AIG’s Corebridge unit slips after stock market debut

Shares in Corebridge Financial, the life and asset management arm of insurance group AIG, slipped in early trading after it completed the largest US initial public offering of the year at the bottom of its target range.

The unenthusiastic reception for the first large IPO since May highlighted investor caution around new listings — even for profitable groups such as Corebridge that are seen as relatively low risk compared with growth-focused start-ups.

AIG, which remains Corebridge’s majority owner, sold 80mn shares, or 12 per cent of the company, at $21 per share, raising $1.7bn.

The deal gave Corebridge an initial market capitalisation of $13.5bn, 12.5 per cent below the top of its target range and 39 per cent below the price at which private equity group Blackstone bought a stake last November.

Stock markets have been volatile since Corebridge started its roadshow last week, with the S&P 500 suffering its worst sell-off since June 2020 on Tuesday. However, the index’s closing price on Wednesday was 1 per cent higher than when the company’s target price range was announced.
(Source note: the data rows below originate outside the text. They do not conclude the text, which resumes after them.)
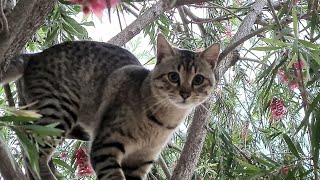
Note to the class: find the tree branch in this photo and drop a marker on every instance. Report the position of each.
(25, 19)
(3, 20)
(146, 18)
(197, 131)
(7, 91)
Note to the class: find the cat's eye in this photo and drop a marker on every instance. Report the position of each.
(197, 80)
(173, 77)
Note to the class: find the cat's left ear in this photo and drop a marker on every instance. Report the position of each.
(211, 54)
(164, 49)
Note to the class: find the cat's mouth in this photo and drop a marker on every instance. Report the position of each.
(183, 104)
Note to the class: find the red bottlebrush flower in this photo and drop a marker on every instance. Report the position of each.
(63, 155)
(278, 110)
(285, 170)
(298, 65)
(244, 132)
(83, 164)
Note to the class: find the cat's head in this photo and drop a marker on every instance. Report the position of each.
(184, 78)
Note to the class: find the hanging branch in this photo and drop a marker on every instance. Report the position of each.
(3, 20)
(146, 18)
(198, 129)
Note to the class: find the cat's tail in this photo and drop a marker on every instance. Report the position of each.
(15, 70)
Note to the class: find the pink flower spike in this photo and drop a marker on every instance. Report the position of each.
(298, 65)
(277, 108)
(229, 33)
(113, 2)
(293, 86)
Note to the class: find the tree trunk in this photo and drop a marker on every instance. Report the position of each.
(23, 21)
(197, 131)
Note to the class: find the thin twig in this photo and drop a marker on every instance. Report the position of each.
(164, 167)
(231, 47)
(175, 147)
(274, 14)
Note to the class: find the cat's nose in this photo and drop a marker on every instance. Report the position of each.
(184, 95)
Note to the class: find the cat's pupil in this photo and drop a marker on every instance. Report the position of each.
(173, 77)
(198, 79)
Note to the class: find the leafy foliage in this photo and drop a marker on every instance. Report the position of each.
(244, 138)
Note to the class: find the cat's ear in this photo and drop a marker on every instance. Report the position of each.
(164, 48)
(211, 54)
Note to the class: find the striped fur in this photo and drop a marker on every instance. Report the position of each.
(101, 93)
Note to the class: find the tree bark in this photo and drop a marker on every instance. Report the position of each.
(197, 131)
(24, 20)
(9, 169)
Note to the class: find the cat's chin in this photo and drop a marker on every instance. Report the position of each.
(184, 105)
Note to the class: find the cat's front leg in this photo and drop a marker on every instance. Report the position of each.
(138, 171)
(106, 159)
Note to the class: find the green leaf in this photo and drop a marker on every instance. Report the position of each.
(308, 44)
(43, 130)
(295, 22)
(81, 32)
(276, 42)
(264, 162)
(89, 23)
(18, 119)
(51, 36)
(249, 166)
(62, 163)
(291, 145)
(6, 149)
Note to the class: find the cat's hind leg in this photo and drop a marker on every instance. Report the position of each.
(137, 171)
(54, 109)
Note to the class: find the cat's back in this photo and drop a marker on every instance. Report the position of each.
(81, 62)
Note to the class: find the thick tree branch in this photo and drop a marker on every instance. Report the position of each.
(197, 131)
(146, 18)
(23, 20)
(3, 20)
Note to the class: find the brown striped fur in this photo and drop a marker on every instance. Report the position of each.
(101, 93)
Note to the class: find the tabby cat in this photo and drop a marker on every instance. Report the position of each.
(101, 93)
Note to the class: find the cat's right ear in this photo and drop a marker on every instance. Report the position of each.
(164, 49)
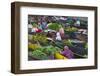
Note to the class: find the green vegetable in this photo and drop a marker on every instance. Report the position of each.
(40, 37)
(39, 55)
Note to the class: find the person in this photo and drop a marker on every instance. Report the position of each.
(67, 52)
(61, 31)
(58, 37)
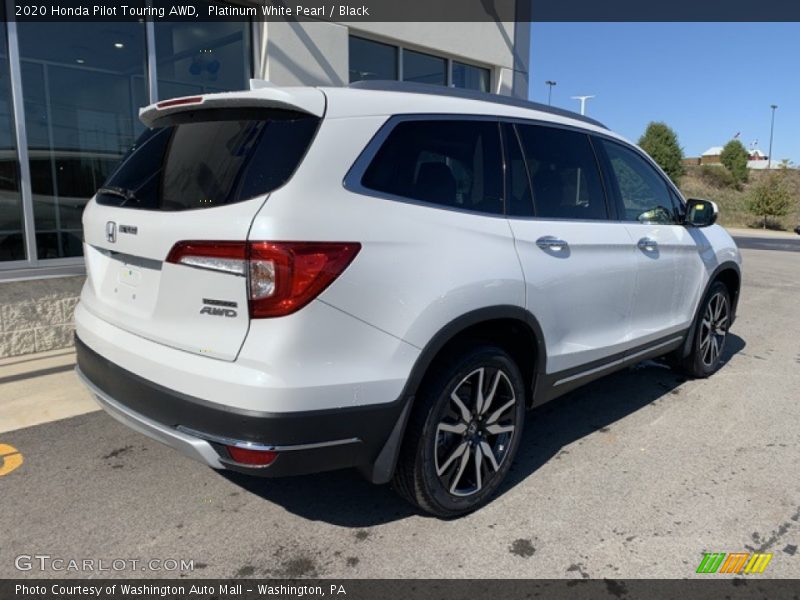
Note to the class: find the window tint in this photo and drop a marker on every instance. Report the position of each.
(518, 188)
(564, 174)
(678, 205)
(203, 159)
(644, 193)
(449, 163)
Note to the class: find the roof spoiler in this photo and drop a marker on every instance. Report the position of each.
(438, 90)
(261, 94)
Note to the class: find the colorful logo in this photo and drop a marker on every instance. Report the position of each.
(734, 563)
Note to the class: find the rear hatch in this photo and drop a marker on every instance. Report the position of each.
(201, 171)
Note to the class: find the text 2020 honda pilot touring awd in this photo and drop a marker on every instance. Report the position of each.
(292, 280)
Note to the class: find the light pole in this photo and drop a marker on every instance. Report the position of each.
(549, 83)
(771, 130)
(583, 100)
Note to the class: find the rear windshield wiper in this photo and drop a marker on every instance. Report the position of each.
(126, 194)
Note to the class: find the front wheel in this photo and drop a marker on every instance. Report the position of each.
(711, 333)
(463, 433)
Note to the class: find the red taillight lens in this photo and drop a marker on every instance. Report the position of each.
(247, 456)
(282, 276)
(285, 276)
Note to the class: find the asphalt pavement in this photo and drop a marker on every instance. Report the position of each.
(636, 475)
(781, 244)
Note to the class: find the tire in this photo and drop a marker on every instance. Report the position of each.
(711, 333)
(455, 453)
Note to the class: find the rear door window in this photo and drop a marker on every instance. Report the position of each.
(564, 173)
(450, 163)
(203, 159)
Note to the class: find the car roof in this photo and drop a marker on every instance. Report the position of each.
(376, 98)
(406, 87)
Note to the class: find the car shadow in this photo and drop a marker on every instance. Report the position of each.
(346, 499)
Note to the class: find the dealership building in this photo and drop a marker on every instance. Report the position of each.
(70, 94)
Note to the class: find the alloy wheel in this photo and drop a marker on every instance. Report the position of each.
(714, 329)
(474, 435)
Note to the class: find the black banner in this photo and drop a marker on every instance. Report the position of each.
(406, 10)
(738, 588)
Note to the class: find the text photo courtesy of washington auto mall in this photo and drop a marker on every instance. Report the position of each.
(447, 299)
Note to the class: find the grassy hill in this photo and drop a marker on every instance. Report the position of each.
(713, 183)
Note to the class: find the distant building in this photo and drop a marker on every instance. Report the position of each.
(711, 156)
(755, 158)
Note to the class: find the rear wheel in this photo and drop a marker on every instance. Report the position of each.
(463, 433)
(711, 333)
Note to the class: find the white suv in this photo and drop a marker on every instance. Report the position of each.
(385, 276)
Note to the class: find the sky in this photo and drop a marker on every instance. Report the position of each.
(708, 81)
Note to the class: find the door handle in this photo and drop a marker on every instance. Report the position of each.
(549, 242)
(648, 244)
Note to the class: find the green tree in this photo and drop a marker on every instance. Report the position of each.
(661, 143)
(734, 158)
(770, 198)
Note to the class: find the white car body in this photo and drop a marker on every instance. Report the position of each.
(331, 383)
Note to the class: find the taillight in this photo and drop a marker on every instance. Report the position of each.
(282, 276)
(255, 458)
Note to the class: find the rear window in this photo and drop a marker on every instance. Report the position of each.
(450, 163)
(202, 159)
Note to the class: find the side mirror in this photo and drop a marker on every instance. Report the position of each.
(701, 213)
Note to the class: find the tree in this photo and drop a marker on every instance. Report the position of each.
(734, 157)
(661, 143)
(770, 198)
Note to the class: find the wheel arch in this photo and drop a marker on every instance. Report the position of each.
(729, 273)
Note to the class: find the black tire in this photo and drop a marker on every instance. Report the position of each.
(711, 334)
(431, 473)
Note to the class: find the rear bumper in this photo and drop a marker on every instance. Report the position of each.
(306, 441)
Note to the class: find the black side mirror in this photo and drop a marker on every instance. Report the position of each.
(701, 213)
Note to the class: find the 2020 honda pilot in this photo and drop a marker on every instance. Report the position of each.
(385, 276)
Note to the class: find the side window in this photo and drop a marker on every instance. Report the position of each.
(564, 174)
(678, 205)
(644, 194)
(518, 185)
(452, 163)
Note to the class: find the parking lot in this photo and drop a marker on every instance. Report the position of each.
(636, 475)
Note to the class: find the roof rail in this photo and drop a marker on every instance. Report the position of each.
(437, 90)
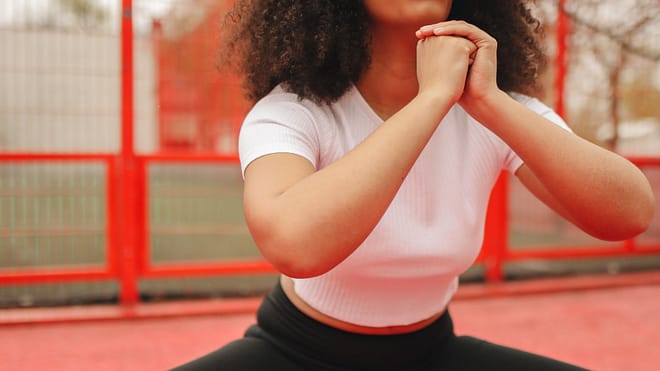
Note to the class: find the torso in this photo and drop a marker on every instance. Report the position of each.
(288, 287)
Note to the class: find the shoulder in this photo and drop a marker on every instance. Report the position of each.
(280, 104)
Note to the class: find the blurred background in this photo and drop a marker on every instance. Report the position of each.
(119, 178)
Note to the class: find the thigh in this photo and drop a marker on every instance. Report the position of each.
(247, 354)
(467, 353)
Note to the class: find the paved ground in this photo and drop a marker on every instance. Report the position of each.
(612, 327)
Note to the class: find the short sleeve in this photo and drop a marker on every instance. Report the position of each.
(513, 161)
(278, 124)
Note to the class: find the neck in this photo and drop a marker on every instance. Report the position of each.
(390, 82)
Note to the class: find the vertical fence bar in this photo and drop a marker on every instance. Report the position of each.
(561, 61)
(128, 200)
(496, 236)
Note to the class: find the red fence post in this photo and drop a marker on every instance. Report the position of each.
(128, 200)
(496, 234)
(561, 62)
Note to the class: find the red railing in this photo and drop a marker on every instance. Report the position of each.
(127, 229)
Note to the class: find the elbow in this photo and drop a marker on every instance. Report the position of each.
(635, 219)
(291, 255)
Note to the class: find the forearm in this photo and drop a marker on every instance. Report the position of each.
(601, 192)
(318, 221)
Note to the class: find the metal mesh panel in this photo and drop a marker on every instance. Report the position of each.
(59, 91)
(52, 214)
(195, 214)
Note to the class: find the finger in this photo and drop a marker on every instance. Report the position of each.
(426, 31)
(463, 29)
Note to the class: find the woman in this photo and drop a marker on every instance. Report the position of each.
(379, 131)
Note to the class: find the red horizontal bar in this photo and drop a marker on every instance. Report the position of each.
(221, 269)
(526, 253)
(27, 156)
(193, 157)
(644, 161)
(35, 276)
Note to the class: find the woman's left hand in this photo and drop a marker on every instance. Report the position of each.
(482, 78)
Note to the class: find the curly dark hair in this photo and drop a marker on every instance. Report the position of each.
(268, 42)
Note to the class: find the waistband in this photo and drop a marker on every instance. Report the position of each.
(300, 336)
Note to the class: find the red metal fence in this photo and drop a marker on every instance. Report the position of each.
(127, 215)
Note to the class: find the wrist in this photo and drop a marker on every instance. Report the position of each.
(487, 106)
(439, 101)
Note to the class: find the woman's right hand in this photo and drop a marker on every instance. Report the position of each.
(442, 65)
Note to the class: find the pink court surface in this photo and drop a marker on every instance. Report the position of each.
(598, 322)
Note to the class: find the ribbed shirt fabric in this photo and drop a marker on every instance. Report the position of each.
(407, 269)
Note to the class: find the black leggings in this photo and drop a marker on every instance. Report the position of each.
(285, 339)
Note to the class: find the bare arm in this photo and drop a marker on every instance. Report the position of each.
(599, 191)
(306, 222)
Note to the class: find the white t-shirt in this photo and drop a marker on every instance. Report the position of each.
(407, 269)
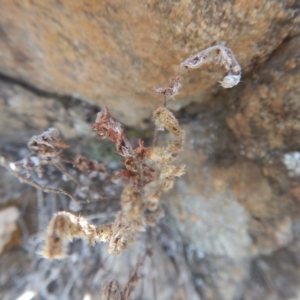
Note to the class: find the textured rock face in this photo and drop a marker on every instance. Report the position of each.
(114, 53)
(237, 207)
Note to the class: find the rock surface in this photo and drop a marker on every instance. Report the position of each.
(237, 208)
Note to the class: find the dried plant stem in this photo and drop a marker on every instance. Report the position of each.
(5, 164)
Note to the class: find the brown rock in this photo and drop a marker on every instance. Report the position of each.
(267, 115)
(114, 53)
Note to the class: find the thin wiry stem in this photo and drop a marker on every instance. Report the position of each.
(5, 164)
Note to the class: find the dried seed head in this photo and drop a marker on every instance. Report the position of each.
(165, 119)
(111, 290)
(48, 145)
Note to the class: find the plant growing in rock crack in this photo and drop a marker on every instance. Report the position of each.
(147, 173)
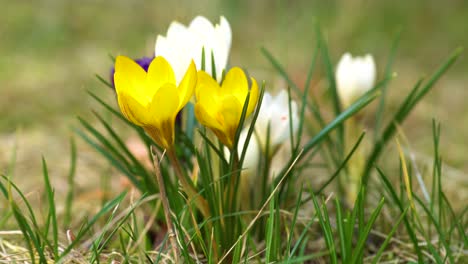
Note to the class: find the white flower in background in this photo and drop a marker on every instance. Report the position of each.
(354, 77)
(275, 113)
(182, 44)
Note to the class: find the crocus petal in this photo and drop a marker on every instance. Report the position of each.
(354, 77)
(159, 73)
(132, 109)
(253, 96)
(165, 103)
(130, 77)
(187, 85)
(182, 44)
(236, 84)
(206, 118)
(206, 86)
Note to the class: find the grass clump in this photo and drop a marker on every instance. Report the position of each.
(297, 211)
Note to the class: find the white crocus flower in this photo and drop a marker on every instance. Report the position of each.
(182, 44)
(354, 77)
(274, 112)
Shares in the carved-out business opened at $20.50 when they started trading on the New York Stock Exchange on Thursday afternoon, while the S&P 500 slid 0.2 per cent.

The stock market debut of Corebridge is being closely watched as a test of investor confidence in a broader reopening in the IPO market, which has been largely shut for most of the year because of market volatility and economic uncertainty.

It was the first company to raise more than $500mn in a US IPO since Bausch & Lomb’s rocky entry to public markets in May. The healthcare group had been considered a good candidate to reopen the market and lift confidence for further deals, but priced its offering below its target range.

Corebridge had aimed to list in the second quarter but AIG blamed the “high degree of equity market volatility” in May and June for the delay.

Like Bausch, backers were hopeful that Corebridge’s large size, history of profitability and the backing of a large parent group would make it a safe candidate to test investor appetite for new listings.

Corebridge reported revenue of $16bn in the first six months of 2022 and net income of $6bn, though the figures were flattered by gains tied to a reinsurer that Corebridge owns a minority stake in.

Adjusted return on average equity, the company’s preferred measure of profits which excludes the gain from Fortitude, the reinsurer, was 8.1 per cent, compared with its target range of 12 to 14 per cent.